Dengan badan membungkuk, Salim mengiakan dan mulai membuka bagasi mobil mewah milik nyonya besar itu. Beberapa paper bag dia turunkan satu per satu. Dari pintu samping tampak Ayum berlari kecil menyongsong dirinya.

“Ayum bantu bawa, ya, Kang.” Gadis desa yang baru sebulan bekerja di rumah gedongan ini, mulai mengambil kantung-kantung kertas yang jumlahnya tak terhitung itu dan berjalan mengikuti Salim.

“Eh, Yum. Nggak ada lagi yang ketinggalan, ‘kan? Kalau ada habis kita.”

“Sepertinya sudah semua, Kang. Atau kita periksa sekali lagi?” tawar Ayum.

“Nggak perlu. Aku yakin sudah semua.”

Keduanya kemudian meniti anak tangga menuju teras sebelum masuk ke rumah. Tiba-tiba mereka berhenti, lalu mencari asal suara di dekat pintu gerbang pagar. Tampak seorang anak kecil memegangi kisi-kisi pagar yang membingkai wajahnya yang tirus.

“Salim, Ayum! Ngapain bengong? Cepat bawa masuk, Naomy sudah nggak sabar mau coba baju lebarannya. Cepetan!”

Keduanya menggesa langkah masuk ke ruang utama rumah terbesar di kota ini. Sementara Amara mengamati pagar masuk kediamannya.

“Anak itu mau apa lagi, sih? Waktu buka kan masih lama.”

“Bi Tun!” teriak Amara dari teras.

Wanita separuh baya ini menghadap Amara dengan napas tersengal. Sepertinya dia berlari dari dapur. “Ada apa, Nyonyah?”
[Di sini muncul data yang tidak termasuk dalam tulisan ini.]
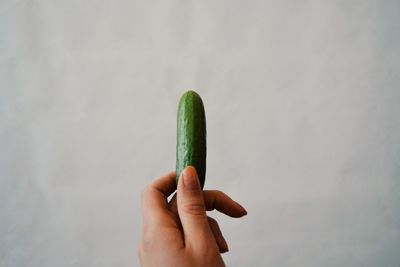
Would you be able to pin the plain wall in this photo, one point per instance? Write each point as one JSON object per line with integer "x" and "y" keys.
{"x": 302, "y": 102}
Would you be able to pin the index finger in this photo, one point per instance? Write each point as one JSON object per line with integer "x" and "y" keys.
{"x": 154, "y": 197}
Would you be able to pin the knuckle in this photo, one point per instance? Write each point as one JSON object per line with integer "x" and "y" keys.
{"x": 194, "y": 208}
{"x": 212, "y": 220}
{"x": 145, "y": 192}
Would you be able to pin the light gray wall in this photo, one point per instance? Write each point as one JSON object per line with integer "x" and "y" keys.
{"x": 302, "y": 101}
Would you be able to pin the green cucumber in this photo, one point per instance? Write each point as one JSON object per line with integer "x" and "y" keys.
{"x": 191, "y": 135}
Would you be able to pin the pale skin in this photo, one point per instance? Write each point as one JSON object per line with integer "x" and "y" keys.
{"x": 179, "y": 232}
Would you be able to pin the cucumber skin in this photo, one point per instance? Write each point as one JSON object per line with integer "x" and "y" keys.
{"x": 191, "y": 145}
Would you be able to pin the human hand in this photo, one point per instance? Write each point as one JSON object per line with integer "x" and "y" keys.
{"x": 179, "y": 233}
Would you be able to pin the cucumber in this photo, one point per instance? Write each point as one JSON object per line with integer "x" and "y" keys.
{"x": 191, "y": 135}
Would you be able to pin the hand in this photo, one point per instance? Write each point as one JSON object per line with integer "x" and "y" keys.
{"x": 179, "y": 233}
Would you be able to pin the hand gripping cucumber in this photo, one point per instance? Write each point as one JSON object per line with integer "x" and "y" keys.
{"x": 191, "y": 135}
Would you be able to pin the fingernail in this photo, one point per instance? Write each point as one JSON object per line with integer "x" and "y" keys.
{"x": 224, "y": 245}
{"x": 244, "y": 211}
{"x": 190, "y": 180}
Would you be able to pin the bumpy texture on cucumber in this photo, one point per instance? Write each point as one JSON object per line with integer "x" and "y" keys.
{"x": 191, "y": 135}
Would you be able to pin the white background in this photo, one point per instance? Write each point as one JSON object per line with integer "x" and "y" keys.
{"x": 302, "y": 101}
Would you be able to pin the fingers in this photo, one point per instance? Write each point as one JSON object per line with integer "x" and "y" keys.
{"x": 223, "y": 203}
{"x": 154, "y": 198}
{"x": 219, "y": 238}
{"x": 192, "y": 212}
{"x": 218, "y": 200}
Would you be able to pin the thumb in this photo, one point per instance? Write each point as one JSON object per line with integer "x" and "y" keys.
{"x": 192, "y": 211}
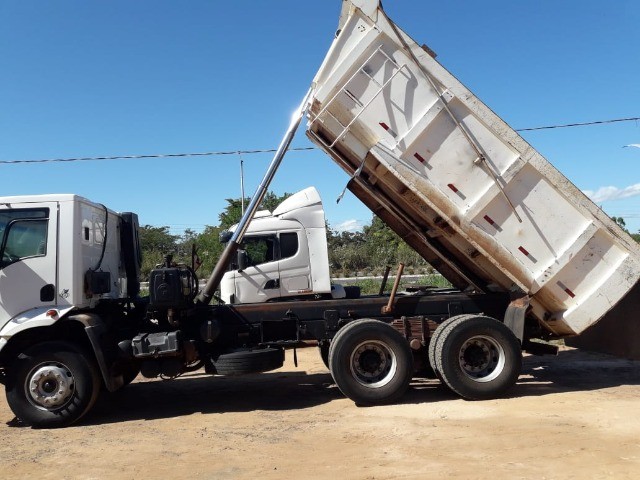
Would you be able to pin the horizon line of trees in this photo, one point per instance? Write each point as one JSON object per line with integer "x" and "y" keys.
{"x": 350, "y": 253}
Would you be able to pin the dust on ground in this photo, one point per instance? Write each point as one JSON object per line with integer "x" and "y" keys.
{"x": 576, "y": 415}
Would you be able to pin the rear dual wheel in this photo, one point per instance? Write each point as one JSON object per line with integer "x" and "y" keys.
{"x": 477, "y": 357}
{"x": 370, "y": 362}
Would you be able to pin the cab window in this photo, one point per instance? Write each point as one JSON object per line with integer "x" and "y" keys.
{"x": 23, "y": 234}
{"x": 260, "y": 249}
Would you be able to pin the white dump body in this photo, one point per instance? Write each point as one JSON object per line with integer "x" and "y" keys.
{"x": 457, "y": 183}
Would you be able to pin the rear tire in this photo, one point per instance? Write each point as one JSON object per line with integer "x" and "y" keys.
{"x": 478, "y": 357}
{"x": 370, "y": 362}
{"x": 433, "y": 342}
{"x": 52, "y": 385}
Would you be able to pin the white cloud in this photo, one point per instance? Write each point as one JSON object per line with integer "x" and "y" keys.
{"x": 604, "y": 194}
{"x": 349, "y": 226}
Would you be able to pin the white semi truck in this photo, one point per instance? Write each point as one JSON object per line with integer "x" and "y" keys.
{"x": 531, "y": 257}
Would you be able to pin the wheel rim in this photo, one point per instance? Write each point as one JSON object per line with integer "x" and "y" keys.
{"x": 50, "y": 386}
{"x": 481, "y": 358}
{"x": 373, "y": 364}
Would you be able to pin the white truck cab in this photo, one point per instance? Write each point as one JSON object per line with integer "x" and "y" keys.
{"x": 59, "y": 252}
{"x": 284, "y": 254}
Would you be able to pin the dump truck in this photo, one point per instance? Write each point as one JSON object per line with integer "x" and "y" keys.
{"x": 531, "y": 258}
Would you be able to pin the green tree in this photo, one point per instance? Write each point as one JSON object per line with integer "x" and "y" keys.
{"x": 155, "y": 243}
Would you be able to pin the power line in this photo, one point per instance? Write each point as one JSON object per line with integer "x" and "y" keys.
{"x": 162, "y": 155}
{"x": 584, "y": 124}
{"x": 270, "y": 150}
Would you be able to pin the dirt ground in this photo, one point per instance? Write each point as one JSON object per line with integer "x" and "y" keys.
{"x": 572, "y": 416}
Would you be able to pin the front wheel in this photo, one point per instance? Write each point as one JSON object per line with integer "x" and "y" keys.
{"x": 370, "y": 362}
{"x": 52, "y": 385}
{"x": 478, "y": 357}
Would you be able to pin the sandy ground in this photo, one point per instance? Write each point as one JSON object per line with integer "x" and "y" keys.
{"x": 572, "y": 416}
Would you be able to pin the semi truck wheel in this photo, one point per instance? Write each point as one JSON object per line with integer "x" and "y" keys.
{"x": 52, "y": 385}
{"x": 433, "y": 342}
{"x": 478, "y": 357}
{"x": 323, "y": 349}
{"x": 370, "y": 362}
{"x": 249, "y": 361}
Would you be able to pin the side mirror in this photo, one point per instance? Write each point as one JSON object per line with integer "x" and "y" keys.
{"x": 242, "y": 260}
{"x": 225, "y": 236}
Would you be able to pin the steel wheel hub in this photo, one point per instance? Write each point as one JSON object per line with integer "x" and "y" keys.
{"x": 50, "y": 386}
{"x": 373, "y": 364}
{"x": 481, "y": 358}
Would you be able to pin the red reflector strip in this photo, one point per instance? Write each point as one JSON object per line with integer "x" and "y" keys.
{"x": 489, "y": 220}
{"x": 566, "y": 290}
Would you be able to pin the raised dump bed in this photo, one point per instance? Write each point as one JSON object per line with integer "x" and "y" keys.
{"x": 460, "y": 185}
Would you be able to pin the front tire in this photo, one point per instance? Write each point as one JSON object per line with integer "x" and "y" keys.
{"x": 371, "y": 362}
{"x": 52, "y": 385}
{"x": 478, "y": 357}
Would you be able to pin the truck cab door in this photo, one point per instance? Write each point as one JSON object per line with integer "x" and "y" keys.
{"x": 259, "y": 279}
{"x": 295, "y": 264}
{"x": 28, "y": 263}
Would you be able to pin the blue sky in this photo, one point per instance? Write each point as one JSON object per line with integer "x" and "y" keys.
{"x": 93, "y": 78}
“Itu anak si Lastri ngapain datang terus? Kasih makanan sisa semalam biar cepat pergi.”

Tubuh renta Atun membungkuk dan kembali ke dalam untuk menyiapkan makanan. Jangan ditanya makanan sisa di rumah ini. Sangat banyak. Barangkali ini rejeki Salma. Sejak Danu memberinya uang dan makanan untuk buka puasa, Salma makin sering datang.

Atun memang masih cekatan mengurus masalah dapur. Keluarga ini memang beruntung mempekerjakan wanita tangguh–juga loyal–itu. Usai makanan terbungkus, bergegas dia menuju pagar yang jaraknya hampir 25 meter.

Sampai di gerbang, Atun melihat mobil tuannya memasuki halaman yang luasnya hampir sama dengan lapangan bola. Tuan Danu turun dari mobil dan menyapa Salma.

“Sudah lama nunggu, Salma?” tanya Danu lembut.

“Belum, Om.”

“Bi Atun, lain kali jangan biarkan Salma nunggu. Kasihan dia kan puasa juga.”

“Ya, Tuan. Maaf.”

“Om, terima kasih makanannya. Salma pamit, ya.”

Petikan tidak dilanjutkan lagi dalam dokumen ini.